Bahkan danau Situ Gunung yang semula menjadi ikon kini seolah terhalang oleh kehadiran daya tarik suspension bridge. Wilayah ini seperti tak tertata, nyaris tak terlihat perubahannya, bahkan rumah yang terletak di ujung danau sudah tinggal kayu belaka. Hancur ditelan cuaca dan zaman.
Sekali lagi, Kang Dede mengulas senyum. “Tunggu sebentar lagi,” katanya. Maksudnya ia sudah punya rencana membenahi danau indah dengan area kemping seluas 5 hektar itu dalam tempo tak lama lagi. Entah gagasan apa yang ia akan kembangkan di sana, tetapi memang butuh tangan bersih untuk mengelola.

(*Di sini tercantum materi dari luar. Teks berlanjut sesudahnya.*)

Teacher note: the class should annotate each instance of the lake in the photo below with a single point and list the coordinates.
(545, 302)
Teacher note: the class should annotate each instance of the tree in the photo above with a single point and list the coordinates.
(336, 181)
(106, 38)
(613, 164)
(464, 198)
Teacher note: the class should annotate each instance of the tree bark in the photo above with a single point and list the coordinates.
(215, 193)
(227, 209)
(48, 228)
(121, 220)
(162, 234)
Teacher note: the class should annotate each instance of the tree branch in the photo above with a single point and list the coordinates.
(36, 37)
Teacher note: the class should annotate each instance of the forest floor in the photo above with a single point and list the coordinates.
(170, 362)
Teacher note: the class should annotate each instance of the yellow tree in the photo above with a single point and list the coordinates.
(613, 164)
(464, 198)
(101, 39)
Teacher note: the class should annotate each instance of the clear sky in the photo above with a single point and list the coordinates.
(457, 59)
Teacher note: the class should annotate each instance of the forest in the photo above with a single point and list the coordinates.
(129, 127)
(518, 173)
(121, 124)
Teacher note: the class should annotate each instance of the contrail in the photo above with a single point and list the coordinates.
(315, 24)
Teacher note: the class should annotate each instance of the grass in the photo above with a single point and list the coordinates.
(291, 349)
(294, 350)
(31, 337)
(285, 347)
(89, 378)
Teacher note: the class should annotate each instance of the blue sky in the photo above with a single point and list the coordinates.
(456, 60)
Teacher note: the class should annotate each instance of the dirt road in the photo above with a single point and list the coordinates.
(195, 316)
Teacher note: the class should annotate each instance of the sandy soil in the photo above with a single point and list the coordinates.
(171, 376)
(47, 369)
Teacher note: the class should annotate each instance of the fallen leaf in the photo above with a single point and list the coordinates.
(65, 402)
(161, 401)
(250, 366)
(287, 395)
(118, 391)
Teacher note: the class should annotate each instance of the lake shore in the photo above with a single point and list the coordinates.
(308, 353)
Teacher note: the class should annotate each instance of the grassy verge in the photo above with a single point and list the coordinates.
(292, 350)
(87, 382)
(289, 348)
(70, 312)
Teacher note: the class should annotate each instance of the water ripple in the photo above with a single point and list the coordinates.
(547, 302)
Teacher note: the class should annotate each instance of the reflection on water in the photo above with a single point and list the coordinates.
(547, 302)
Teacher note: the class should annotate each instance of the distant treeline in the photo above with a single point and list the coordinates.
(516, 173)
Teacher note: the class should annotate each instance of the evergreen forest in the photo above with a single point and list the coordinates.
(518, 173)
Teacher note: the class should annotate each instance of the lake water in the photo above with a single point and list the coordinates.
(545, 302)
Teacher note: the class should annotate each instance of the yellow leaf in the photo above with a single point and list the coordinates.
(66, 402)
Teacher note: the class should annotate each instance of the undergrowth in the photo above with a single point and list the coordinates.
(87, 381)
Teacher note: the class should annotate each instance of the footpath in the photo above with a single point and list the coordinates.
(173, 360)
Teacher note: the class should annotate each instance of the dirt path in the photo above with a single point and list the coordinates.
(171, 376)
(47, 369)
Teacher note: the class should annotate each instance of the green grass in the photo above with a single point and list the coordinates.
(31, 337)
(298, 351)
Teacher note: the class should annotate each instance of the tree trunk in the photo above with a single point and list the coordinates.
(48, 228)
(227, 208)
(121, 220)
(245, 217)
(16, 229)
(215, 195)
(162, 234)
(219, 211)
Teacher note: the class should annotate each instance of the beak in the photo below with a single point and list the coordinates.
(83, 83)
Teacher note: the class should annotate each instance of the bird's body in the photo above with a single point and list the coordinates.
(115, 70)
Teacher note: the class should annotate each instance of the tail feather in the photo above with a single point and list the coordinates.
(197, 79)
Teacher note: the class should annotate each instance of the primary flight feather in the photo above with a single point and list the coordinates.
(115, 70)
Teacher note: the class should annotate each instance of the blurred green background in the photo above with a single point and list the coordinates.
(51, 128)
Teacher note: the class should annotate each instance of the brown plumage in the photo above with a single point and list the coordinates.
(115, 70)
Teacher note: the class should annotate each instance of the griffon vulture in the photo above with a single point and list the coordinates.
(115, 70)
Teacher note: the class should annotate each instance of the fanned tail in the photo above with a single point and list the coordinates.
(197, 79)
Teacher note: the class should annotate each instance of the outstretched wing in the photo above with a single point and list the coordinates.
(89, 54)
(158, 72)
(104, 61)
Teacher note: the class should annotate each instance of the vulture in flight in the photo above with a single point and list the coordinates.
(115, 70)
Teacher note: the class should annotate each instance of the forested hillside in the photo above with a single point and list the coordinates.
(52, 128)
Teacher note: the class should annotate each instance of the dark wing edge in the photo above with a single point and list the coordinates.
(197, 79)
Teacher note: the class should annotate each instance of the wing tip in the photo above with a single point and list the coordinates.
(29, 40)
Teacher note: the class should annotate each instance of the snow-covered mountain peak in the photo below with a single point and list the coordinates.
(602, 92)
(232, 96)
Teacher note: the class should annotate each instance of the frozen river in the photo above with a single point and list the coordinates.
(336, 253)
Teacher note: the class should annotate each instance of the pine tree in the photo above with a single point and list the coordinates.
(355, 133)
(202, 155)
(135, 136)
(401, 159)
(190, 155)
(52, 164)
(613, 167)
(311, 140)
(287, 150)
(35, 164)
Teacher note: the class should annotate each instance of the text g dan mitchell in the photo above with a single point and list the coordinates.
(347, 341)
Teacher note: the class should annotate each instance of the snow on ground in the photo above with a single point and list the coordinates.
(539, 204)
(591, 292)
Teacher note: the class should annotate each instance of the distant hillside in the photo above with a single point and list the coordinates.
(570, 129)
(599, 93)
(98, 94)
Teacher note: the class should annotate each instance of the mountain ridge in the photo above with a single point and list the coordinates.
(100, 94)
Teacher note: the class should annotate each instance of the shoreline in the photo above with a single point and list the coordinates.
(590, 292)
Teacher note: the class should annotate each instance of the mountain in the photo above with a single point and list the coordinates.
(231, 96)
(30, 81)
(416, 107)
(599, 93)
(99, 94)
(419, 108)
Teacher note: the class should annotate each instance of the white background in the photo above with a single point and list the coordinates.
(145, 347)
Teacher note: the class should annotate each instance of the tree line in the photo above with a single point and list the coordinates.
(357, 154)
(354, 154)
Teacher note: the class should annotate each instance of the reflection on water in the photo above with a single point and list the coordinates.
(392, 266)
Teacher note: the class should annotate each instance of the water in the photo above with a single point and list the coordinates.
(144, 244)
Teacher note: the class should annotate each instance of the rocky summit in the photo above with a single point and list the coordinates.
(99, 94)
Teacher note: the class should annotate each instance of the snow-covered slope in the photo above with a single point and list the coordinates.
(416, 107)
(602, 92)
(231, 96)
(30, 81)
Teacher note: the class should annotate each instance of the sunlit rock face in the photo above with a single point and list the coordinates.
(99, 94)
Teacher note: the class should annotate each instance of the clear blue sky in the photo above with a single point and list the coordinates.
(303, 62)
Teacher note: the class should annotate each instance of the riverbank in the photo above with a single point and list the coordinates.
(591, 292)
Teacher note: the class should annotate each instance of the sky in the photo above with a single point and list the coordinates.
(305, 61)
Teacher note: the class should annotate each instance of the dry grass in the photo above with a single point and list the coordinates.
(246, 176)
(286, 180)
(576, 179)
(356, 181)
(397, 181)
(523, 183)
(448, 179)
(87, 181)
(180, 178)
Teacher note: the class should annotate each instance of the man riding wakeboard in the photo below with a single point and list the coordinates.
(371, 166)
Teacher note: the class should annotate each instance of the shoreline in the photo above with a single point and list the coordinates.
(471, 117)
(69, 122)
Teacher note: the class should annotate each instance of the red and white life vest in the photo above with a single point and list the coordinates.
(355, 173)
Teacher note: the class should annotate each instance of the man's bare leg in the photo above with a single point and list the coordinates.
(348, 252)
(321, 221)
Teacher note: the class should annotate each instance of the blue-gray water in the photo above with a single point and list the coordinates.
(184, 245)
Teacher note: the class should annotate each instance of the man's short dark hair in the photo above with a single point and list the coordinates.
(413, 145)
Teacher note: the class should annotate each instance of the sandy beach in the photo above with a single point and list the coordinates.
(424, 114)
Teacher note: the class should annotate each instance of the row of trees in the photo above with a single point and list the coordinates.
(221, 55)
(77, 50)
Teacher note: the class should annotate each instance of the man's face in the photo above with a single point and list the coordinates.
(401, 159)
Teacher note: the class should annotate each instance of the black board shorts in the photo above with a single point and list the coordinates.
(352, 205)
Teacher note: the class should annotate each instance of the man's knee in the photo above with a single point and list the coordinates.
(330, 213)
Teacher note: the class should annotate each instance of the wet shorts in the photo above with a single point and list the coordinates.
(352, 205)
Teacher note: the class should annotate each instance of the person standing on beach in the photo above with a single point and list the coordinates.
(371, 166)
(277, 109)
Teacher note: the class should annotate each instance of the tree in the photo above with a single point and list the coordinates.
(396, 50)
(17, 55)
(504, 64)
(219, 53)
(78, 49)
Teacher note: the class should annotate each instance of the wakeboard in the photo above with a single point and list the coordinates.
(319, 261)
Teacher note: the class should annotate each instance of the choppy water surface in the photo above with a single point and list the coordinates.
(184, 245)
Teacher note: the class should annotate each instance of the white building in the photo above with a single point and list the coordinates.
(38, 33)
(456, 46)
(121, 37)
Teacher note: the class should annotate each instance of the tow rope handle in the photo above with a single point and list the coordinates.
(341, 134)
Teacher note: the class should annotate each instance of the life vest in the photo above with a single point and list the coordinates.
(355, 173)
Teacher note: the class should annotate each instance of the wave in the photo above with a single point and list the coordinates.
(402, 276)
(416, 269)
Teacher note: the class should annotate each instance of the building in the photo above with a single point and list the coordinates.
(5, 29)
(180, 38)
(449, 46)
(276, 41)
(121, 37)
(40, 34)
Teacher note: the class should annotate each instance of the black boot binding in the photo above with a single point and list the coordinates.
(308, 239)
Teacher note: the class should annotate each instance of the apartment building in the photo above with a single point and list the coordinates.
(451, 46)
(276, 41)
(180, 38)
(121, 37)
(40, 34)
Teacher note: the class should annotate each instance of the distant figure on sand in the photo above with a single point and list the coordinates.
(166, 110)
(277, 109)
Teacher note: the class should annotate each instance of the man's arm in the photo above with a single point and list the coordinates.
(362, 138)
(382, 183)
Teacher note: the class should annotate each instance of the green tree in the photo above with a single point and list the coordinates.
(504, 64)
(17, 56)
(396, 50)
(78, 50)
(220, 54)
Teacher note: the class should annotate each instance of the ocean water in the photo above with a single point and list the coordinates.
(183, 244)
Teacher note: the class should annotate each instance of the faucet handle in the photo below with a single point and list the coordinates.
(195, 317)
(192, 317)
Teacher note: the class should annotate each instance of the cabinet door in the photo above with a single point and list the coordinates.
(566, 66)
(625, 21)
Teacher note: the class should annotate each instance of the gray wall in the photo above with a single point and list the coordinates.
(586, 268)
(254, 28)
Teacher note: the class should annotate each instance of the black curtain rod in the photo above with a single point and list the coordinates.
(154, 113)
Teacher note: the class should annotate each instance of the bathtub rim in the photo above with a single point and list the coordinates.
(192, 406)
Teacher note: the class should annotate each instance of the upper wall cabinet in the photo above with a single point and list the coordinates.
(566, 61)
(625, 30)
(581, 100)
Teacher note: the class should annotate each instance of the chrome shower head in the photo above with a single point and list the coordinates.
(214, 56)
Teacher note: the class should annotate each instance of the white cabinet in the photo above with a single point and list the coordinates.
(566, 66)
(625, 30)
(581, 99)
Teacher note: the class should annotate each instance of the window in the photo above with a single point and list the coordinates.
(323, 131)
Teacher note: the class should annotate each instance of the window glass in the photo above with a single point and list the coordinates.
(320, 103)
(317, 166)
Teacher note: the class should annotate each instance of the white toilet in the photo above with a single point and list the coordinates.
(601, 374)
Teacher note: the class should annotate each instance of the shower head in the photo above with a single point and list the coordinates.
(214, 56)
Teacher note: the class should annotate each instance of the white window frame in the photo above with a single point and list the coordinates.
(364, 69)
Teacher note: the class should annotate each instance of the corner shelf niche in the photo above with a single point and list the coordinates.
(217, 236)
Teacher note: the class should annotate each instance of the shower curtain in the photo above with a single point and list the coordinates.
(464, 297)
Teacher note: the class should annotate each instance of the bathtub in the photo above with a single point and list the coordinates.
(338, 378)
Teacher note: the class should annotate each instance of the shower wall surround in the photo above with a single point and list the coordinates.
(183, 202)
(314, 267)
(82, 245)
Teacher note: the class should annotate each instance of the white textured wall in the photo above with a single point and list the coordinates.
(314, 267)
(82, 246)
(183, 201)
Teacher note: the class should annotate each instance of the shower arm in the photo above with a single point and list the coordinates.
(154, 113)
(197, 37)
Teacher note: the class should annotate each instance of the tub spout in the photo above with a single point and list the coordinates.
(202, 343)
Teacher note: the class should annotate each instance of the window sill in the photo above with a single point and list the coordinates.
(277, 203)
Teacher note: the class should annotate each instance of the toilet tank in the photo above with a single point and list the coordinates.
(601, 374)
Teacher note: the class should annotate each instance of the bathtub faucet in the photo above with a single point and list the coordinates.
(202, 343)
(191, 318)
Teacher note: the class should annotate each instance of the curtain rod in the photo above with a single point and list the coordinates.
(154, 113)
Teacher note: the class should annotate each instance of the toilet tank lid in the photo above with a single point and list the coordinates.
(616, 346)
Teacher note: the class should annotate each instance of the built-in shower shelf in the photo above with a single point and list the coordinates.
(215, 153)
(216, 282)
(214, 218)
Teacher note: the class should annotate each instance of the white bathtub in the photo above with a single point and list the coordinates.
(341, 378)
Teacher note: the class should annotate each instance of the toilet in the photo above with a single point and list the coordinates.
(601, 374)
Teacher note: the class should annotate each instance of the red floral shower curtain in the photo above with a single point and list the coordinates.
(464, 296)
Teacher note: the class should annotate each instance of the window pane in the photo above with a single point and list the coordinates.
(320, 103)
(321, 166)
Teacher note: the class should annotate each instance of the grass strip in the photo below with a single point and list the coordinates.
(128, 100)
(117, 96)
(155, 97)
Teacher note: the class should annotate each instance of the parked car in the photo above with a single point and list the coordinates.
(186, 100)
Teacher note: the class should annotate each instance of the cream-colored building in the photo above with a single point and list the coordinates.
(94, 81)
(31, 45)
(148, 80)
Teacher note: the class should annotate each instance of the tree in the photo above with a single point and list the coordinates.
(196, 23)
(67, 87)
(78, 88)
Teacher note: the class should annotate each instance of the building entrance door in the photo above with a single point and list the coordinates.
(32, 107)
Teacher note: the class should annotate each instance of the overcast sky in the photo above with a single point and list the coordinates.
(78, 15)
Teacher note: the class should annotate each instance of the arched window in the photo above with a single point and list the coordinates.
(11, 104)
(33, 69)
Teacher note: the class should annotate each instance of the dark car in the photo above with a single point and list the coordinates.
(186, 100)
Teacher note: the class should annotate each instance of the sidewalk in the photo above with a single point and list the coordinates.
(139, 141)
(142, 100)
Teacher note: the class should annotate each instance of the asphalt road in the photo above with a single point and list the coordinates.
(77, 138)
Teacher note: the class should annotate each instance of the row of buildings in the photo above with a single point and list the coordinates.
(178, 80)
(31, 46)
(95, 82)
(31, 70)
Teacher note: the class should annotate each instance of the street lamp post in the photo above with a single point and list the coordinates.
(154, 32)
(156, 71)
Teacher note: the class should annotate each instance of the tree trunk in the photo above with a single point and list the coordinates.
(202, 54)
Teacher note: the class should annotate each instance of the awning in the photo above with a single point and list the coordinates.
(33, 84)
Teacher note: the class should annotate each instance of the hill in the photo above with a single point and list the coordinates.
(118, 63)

Ekonomi rakyat tengah menggeliat di Situ Gunung. Pusat wisata sekarang ada di suspension bridge. Danau, air terjun, hutan telah memberikan tempat bagi warga untuk menata dan membangun kehidupannya. Hal ini seperti sebuah model pas dan bagus yang layak ditiru untuk pengembangan ekonomi daerah lain. “Oh ya, tempo hari dari Kementerian Desa (Kementerian Desa, PDT dan Transmigrasi) datang ingin bikin proyek percontohan,” sahut Kang Dede.
Prestasi ini bukan akhir dari pencapaian. Benak Dede masih menyimpan banyak hal. Dari pengalamannya di dunia pariwisata memunculkan persoalan sekaligus gagasan baru. Yakni, mengentaskan pendidikan warga ke jenjang lebih tinggi. Gagasannya berupa “sekolah” praktis bagi calon insan pekerja industri pariwisata.
“Mereka kita berikan juga kemampuan berbahasa Inggris. Bahkan juga Arab,” katanya. Kang Dede bahkan tak segan mengundang guru dari luar wilayah. Atau memberdayakan mantan ibu-ibu TKI yang pernah dan mampu berbahasa Arab menjadi guru pula.
Gerakan baru pemahaman akan pentingnya masa depan warga seperti berkelindan di kepala Kang Dede. Mimpinya seperti terus menagih wujud satu-persatu. Di sisi lain, ia juga harus serius dan profesional mengelola landmark anyar pariwisata Sukabumi ini. Termasuk kerja keras mendapatkan sertifikasi CHSE (Cleanliness, Health, Safety and Envorienment) dari Kementerian Pariwisata dan Ekonomi Kreatif sebagai syarat bagi pengelolaan wisata dan perhotelan di era kehidupan baru.
Hasilnya?
“Alhamdulillah sudah tersertifikasi, 100 persen,” tutupnya. (*)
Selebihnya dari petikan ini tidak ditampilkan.